Macau Tourism Office Makes Bold Predictions, Non-Gaming Spend Forecasted to Double by 2025
Posted on: October 1, 2017, 05:00h.
Last updated on: October 1, 2017, 10:09h.
If the Macau tourism office is concerned with how ongoing regulations and oversight from China might impact its economy, the city agency certainly isn’t showing such fear in its 15-year Master Plan.
Released this week after two years of studies, the Macau Government Tourism Office (MGTO) Industry Development Master Plan makes numerous eye-catching predictions on the gaming region’s economic future. Among the most noteworthy forecasts is that the city agency believes visitors’ non-gaming spend will balloon from $6.6 billion last year, to between $12 billion and $14 billion by 2025.
It also believes total annual visitor arrivals will jump from 30.95 million in 2016, to as many as 40 million by 2025. Those travelers will also be expected to stay longer, with average lengths of stays increasing from 2.1 days to 2.3 days.
The MGTO said its numbers were reached “based on a scientific and precise methodology.” It admitted, however, that tourism is a vulnerable and susceptible industry that can be easily influenced by external factors.
Even if those non-gaming spending numbers come true, the casinos will still reign supreme. Gaming win totaled $28 billion last year.
Bright and Sunny Forecast
Nearly every sector of the Macau tourism industry is expected to grow, according to the MGTO. That will lead to continued investments from casino operators and hoteliers.

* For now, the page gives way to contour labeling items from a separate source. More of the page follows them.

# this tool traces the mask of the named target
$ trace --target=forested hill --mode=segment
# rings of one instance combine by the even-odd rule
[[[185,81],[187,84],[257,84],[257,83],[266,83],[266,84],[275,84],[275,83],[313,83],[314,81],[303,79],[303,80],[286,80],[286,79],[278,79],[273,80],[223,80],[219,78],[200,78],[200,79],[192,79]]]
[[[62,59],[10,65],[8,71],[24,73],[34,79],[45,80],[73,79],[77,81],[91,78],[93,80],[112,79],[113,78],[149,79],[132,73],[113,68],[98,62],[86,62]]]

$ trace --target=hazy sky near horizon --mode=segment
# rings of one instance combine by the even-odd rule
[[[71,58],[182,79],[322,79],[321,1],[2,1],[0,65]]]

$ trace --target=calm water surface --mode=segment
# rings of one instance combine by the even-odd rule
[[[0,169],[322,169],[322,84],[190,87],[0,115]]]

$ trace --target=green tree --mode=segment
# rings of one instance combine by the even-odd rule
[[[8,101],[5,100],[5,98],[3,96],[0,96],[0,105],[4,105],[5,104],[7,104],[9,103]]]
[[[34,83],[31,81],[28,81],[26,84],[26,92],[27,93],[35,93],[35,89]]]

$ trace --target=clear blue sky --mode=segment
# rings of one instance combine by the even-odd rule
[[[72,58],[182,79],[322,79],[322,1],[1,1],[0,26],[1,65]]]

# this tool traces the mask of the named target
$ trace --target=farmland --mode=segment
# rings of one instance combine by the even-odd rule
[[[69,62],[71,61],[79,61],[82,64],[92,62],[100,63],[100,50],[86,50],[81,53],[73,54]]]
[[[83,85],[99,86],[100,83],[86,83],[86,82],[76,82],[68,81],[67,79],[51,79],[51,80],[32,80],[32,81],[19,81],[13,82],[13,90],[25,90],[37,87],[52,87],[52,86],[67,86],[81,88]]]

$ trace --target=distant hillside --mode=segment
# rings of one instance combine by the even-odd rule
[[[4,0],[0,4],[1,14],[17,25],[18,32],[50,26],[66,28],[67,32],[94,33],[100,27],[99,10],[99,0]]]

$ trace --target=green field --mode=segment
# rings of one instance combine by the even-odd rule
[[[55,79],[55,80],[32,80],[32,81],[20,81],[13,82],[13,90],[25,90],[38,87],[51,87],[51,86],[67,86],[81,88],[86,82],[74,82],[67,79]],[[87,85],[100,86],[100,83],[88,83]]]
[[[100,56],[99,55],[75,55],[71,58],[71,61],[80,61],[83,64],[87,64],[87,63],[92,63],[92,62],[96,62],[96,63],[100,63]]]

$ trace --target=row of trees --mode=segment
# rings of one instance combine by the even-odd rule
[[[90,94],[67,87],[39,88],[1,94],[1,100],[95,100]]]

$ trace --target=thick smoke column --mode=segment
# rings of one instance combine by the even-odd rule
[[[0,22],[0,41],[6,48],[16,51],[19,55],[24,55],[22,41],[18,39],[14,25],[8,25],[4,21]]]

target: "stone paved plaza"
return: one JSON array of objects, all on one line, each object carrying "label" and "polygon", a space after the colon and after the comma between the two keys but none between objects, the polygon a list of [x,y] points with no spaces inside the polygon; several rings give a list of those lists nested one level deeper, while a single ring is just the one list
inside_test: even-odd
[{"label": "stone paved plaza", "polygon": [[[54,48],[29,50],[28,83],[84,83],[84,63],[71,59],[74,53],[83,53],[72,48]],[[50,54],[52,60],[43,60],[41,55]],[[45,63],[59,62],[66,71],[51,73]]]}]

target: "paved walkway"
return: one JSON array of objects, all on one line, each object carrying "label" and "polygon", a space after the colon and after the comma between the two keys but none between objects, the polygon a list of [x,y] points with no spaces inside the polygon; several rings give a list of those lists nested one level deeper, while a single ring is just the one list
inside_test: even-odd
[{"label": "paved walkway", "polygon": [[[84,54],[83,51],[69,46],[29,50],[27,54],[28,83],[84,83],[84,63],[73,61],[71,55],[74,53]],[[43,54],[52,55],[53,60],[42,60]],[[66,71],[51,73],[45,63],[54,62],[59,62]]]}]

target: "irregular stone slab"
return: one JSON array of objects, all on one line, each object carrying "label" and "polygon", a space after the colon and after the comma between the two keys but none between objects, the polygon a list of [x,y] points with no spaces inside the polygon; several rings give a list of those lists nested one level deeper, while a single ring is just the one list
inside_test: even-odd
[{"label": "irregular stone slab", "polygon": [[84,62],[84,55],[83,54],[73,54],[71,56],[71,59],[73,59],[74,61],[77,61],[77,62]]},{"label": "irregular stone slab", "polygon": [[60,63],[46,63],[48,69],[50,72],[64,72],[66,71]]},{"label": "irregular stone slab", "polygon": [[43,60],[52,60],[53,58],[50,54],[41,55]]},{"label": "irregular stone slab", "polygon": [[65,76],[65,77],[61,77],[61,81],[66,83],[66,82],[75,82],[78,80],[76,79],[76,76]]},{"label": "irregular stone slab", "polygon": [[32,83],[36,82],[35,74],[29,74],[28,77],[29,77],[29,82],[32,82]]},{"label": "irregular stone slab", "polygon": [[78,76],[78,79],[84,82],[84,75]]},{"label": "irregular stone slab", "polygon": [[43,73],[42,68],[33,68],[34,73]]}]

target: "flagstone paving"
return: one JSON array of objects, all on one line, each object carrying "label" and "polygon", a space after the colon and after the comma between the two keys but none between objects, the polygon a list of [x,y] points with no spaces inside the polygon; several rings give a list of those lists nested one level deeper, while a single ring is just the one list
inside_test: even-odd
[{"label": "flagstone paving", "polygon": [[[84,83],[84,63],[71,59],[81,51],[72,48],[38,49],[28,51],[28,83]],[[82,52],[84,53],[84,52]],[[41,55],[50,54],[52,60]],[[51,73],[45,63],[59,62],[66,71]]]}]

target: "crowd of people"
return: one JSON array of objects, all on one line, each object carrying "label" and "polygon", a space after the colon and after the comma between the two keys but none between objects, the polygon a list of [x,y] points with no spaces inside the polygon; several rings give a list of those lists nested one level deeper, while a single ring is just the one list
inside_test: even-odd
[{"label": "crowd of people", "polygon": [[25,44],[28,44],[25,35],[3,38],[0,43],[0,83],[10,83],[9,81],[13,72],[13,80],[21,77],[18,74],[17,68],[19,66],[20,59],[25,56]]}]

Over the next eight years, the tourism office expects the total number of hotel rooms to grow from its current level at around 38,000 to between 48,600 and 51,900 occupancies. Tourism-related employment will coincidentally expand, with the total workforce predicted to surge from 242,000 workers in 2016 to almost 300,000 by 2025.
The Special Administrative Region’s goal is to become the “World Center of Tourism and Leisure.” To accomplish that feat, Macau officials are encouraging resorts to diversify their casino-focused operations and appeal to more of the mass market. That includes building hotels that aren’t primarily tailored for the wealthy.
The tourism office reports that over 81 percent of hotel rooms in Macau are currently classified as either four-star or five-star rooms. And while a five-star room at a Cotai Strip resort might sometimes go for only $150, a bargain to those in the US, for the middle-class Chinese worker, it’s practically unattainable.
According to the International Monetary Fund, the average salary for a Chinese citizen was just $8,113 last year.
Museum Overhaul
When one hears Macau, most immediately think gambling. The tourism office wants to change that by developing non-gaming attractions that it’s labeling “edutainment” facilities.
Macau says the government should fund an upgrade and expansion at the shuttered Grand Prix Museum and Wine Museum.
The Grand Prix Museum had celebrated the storied history of the Formula Three championship race that continues to take place each year on city streets. The 3.8-mile Guia Circuit is considered one of the most challenging street circuits in the world.
Located next to the Grand Prix Museum, the Wine Museum had celebrated Portuguese wine, and offered educational tasting programs.